In this recent article published by USENIX, one of the most highly respected communities for engineers, system administrators, scientists, and technicians, co-authors Dan Geer (Senior Fellow at In-Q-Tel and widely recognized technology security expert and risk management specialist) and Jason Crabtree (CEO and co-founder of QOMPLX), explain in real-world terms why it is essential that we reclaim metrics.
The column details the explosion of interest in measuring and reporting on security, where many ongoing initiatives lack a common frame of reference for understanding the field. Geer and Crabtree note that “we are too often speaking past one another—even more so as information technology, business, legal, and other professions collide.” A common set of terms and a robust ontology for cyber security and technology risk more broadly is urgently needed to support individual organizations and our broader communities in their local and systemic risk identification, quantification, and management initiatives.

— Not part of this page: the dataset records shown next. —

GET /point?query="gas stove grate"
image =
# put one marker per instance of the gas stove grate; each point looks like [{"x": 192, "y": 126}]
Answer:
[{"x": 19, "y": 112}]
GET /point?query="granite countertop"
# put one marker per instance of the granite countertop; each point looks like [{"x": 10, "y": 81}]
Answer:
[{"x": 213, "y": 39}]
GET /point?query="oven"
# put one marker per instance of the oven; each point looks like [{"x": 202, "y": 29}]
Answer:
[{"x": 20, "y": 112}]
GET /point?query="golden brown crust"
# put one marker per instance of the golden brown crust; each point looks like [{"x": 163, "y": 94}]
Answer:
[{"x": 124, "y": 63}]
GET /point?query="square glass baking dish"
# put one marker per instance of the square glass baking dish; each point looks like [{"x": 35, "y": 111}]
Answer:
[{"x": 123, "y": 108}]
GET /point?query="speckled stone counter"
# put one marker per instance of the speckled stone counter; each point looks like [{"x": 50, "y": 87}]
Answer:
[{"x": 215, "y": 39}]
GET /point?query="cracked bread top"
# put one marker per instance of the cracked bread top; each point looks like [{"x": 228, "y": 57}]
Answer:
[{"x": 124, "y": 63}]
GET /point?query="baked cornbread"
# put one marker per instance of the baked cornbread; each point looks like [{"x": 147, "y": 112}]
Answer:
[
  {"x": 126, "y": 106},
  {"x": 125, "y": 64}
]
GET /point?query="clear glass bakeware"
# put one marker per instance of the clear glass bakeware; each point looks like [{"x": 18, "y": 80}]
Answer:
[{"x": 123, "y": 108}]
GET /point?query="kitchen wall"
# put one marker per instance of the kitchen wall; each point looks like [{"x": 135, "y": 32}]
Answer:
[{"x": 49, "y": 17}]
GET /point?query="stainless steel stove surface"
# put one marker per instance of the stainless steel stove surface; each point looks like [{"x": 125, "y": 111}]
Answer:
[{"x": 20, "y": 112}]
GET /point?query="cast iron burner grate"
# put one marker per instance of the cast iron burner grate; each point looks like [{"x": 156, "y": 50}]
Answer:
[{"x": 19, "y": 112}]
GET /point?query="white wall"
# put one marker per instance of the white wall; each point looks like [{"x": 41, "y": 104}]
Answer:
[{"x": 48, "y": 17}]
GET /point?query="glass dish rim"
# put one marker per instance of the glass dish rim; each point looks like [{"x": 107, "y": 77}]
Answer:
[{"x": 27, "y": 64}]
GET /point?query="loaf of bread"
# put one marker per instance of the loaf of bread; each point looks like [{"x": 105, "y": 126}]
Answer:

We're excited to share more of the thinking that helped launch QOMPLX. Our entire company was actually founded to help organizations navigate the tremendous complexity of today’s interconnected world so that they can achieve superior focus on critical and unique business priorities while benefiting from more shared tooling, infrastructure, data and models to aid operations, risk management and address issues like systemic risk within their communities. And given that systemic risk analysis requires incorporating data from multiple entities, it is essential for organizations to embrace common data models and a consistent ontological framework to aid in common understanding, reasoning, and communication. QOMPLX has been working on the core issues highlighted in this paper since 2015 and was founded to help support continuous monitoring of complex networks leveraging diverse data feeds with security metrics and decisions capable of being supported by a common data fusion factory with increasingly interoperable detections, models, and simulations.
We’ve dedicated ourselves to unified enterprise analytics and robust data models – this work is absolutely critical to enabling consistency and collaboration in our community of information security and risk practitioners.